Le Sénégal fait face à une crise nutritionnelle avérée depuis 2012, caractérisée par des vulnérabilités chroniques et des risques saisonniers. Parmi les régions les plus touchées, on retrouve Matam, située dans le nord-est du pays, où les taux de malnutrition aigüe dépassent régulièrement le seuil d’alerte. C’est pourquoi ACTED intervient régulièrement dans la zone depuis 2014, afin de mettre en place des filets sociaux saisonniers, permettant aux ménages les plus vulnérables de combler leurs besoins alimentaires de base pendant la période de soudure. Cette période, s’étendant généralement de juin à septembre, est en effet particulièrement difficile pour ces ménages qui ont épuisé leurs stocks issus de la récolte précédente mais n’ont pas encore accès aux produits de la suivante. Afin de diminuer leur dépendance de cet appui saisonnier, ACTED, grâce au financement du Fonds Fiduciaire d’Urgence de l’Union Européenne, est sur le point de lancer un projet de renforcement de la sécurité alimentaire et nutritionnelle des ménages très pauvres de la région de Matam.

Lier agriculture et nutrition

Ce projet concernera plus précisément les zones du Diéri et du Ferlo, les plus éloignées du fleuve Sénégal, où les populations sont très vulnérables, et où l’accès aux services et aux marchés est particulièrement difficile.

ACTED va y développer un réseau d’Agents Prestataires de Services (APS) dont le rôle est de fournir du matériel agricole de qualité, fortement subventionné, à proximité des lieux de vie des agriculteurs.

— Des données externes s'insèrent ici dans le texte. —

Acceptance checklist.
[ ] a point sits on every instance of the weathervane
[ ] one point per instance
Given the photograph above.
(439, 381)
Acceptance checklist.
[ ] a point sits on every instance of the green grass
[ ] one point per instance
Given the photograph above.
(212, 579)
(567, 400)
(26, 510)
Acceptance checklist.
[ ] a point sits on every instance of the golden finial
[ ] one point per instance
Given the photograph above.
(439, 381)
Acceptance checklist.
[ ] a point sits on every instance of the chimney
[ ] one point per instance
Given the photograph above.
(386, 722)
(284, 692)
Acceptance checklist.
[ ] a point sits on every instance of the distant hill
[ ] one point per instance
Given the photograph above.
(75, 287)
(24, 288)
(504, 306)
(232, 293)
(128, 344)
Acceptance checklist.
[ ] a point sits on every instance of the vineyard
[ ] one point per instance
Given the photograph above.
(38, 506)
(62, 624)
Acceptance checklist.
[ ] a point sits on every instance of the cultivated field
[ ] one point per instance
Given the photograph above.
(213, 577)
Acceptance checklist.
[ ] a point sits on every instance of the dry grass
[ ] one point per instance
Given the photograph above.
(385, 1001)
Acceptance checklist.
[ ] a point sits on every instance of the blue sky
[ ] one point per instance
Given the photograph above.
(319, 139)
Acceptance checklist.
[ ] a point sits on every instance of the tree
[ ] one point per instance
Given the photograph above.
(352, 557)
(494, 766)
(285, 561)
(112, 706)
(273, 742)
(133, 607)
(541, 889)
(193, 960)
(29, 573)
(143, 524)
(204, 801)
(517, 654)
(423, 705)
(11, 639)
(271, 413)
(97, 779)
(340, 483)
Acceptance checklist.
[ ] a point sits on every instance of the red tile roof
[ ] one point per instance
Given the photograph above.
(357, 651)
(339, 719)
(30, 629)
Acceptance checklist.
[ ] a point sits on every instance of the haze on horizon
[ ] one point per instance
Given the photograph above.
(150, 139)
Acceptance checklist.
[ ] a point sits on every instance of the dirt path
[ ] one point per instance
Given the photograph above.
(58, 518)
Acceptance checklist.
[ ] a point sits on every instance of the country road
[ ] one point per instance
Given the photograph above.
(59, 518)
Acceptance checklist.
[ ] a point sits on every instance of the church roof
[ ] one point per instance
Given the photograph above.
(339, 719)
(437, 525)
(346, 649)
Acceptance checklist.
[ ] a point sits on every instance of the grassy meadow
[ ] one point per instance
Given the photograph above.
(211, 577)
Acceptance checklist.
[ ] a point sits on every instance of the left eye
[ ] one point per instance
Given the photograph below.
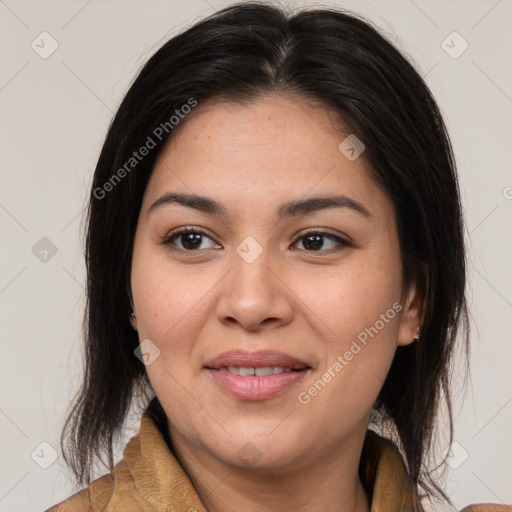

Cette activité sera complétée par des formations sur les bonnes pratiques culturales et de maraîchage. Des initiatives villageoises augmentant la disponibilité en aliments nutritifs seront aussi appuyées et le développement du petit maraîchage de case renforcera la diversité alimentaire des ménages très pauvres et la disponibilité en nourriture, hors saison agricole. De plus, des actions de sensibilisations en nutrition, visant particulièrement les acteurs agricoles, devraient permettre le développement des projets d’agriculture à portée nutritionnelle.

Se concerter pour mieux avancer

Un des principaux défis pour la bonne mise en œuvre de ce projet sera la mobilisation et une communication efficace de la part des différents acteurs de la sécurité alimentaire et nutritionnelle de la zone. En effet, de nombreux projets sont en cours dans la région et il est essentiel de pouvoir échanger sur les expériences respectives pour se renforcer mutuellement, d’identifier les possibilités de synergie entre programmes et de réfléchir ensemble sur les thématiques liées à la sécurité alimentaires. Ceci commence dès à présent, avant même le début des activités, en rencontrant les acteurs étatiques, les services techniques, les chefs de projets ou programmes des ONG et organisations internationales présents dans la zone.